Biomimetic Synthesis of Heterogeneous Catalysts: Application of biologically programmable peptides bound to carbon nanotube (CNT) surfaces will be used as a template for the fabrication of bimetallic PdAu heterogeneous catalysts. To this extent, peptides discovered through phage display techniques, will be the driving force for the nucleation, growth, and spatial arrangement of Pd and Au nanoparticles along the CNT surface. The REU student will use this method to control the composition, structure, and interparticle distance in studying the structure-function relationship of bimetallic nanocatalysts. Additionally, this technique can easily be applied to many other materials.

KNUTSON
The focus of our research group is the use of CO₂ and CO₂-like (fluorinated) systems to provide unique solvent environments for the synthesis and processing of tailored materials.

CO₂P rocessing of Structured Nanoporous Silica to Enhance Functionalization: The goal of this research is to use CO₂ processing to tailor the functionalization and solute loading of surfactant templated mesoporous materials. We have recently demonstrated the ability to expand the pores of thin films and powders of surfactant-templated mesoporous silica using CO₂. Preliminary results indicate that exposure to CO₂ can also be used to reorient the functional silica precursors and improve the accessibility of functional groups within the structured porous materials.
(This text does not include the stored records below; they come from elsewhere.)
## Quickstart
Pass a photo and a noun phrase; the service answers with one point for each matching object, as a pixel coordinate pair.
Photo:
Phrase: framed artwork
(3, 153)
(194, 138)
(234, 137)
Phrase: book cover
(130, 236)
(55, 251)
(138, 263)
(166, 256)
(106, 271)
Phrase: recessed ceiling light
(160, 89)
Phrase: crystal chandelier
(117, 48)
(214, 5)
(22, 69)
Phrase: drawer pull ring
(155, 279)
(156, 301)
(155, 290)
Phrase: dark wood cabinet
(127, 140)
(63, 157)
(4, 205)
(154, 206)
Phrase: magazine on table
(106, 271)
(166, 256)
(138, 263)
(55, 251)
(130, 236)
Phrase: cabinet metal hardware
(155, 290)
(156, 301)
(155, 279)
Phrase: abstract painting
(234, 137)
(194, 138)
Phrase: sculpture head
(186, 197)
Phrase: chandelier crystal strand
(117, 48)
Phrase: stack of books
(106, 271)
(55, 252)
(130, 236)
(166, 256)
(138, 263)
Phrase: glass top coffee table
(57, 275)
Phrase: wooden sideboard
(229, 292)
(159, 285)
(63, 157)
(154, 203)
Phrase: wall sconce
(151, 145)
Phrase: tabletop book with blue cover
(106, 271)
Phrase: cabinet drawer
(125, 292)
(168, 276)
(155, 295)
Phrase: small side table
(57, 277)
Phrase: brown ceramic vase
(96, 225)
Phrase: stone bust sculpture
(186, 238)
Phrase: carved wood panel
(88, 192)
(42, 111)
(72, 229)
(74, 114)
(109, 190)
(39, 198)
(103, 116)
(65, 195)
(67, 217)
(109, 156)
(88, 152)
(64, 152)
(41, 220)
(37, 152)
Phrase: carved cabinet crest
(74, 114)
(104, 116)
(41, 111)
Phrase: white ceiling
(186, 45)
This project will demonstrate the tailoring of porous silica materials with reactive amine groups and the selective loading of the pores with solutes (e.g., dyes and enzymes) using CO₂ processing. The undergraduate researcher will participate in the synthesis and characterization of thin films of nanoporous functionalized ceramics. The materials properties and the functional group accessibility will be determined as a function of synthesis and CO₂ processing conditions.

WEI
Our research interests are at the interface between biochemistry and material science. Among others, we will incorporate protein design and engineering into the fabrication of novel nanoscale biological-inorganic materials.

Nanomaterial Assembly Based on Genetically Engineered Virus Capsid Proteins: The quest for new nanosized chemical architectures has promoted general interest in utilizing existent biogenic assemblies of the proper dimension, such as viruses. Viruses are made by two components, a nucleic acid genome (where the virus’ heredity information is stored), surrounded by a protective shell of protein called a capsid. Capsids can serve as scaffolds or building blocks for novel materials, nanosized reactors for well- controlled chemical reactions, or containers for specific labels in diagnostic imaging. We will use the cowpea chlorotic mottle virus (CCMV) capsid protein as an example to develop viral capsid based tools that have potential applications in targeted drug delivery, and to make nanoscale building blocks with integrated inorganic coating or core for the construction of novel biomaterials. More specifically, the REU student will first establish a bacterial expression system for the virus protein, which allows for convenient genetic modifications of the protein. Next, he/she will insert a metal binding peptide at specific target locations on the protein. After the virus protein self-assembles into a hollow shell, various salt solutions will be introduced followed by eduction to construct mineral coated and/or mineral filled nanospheres.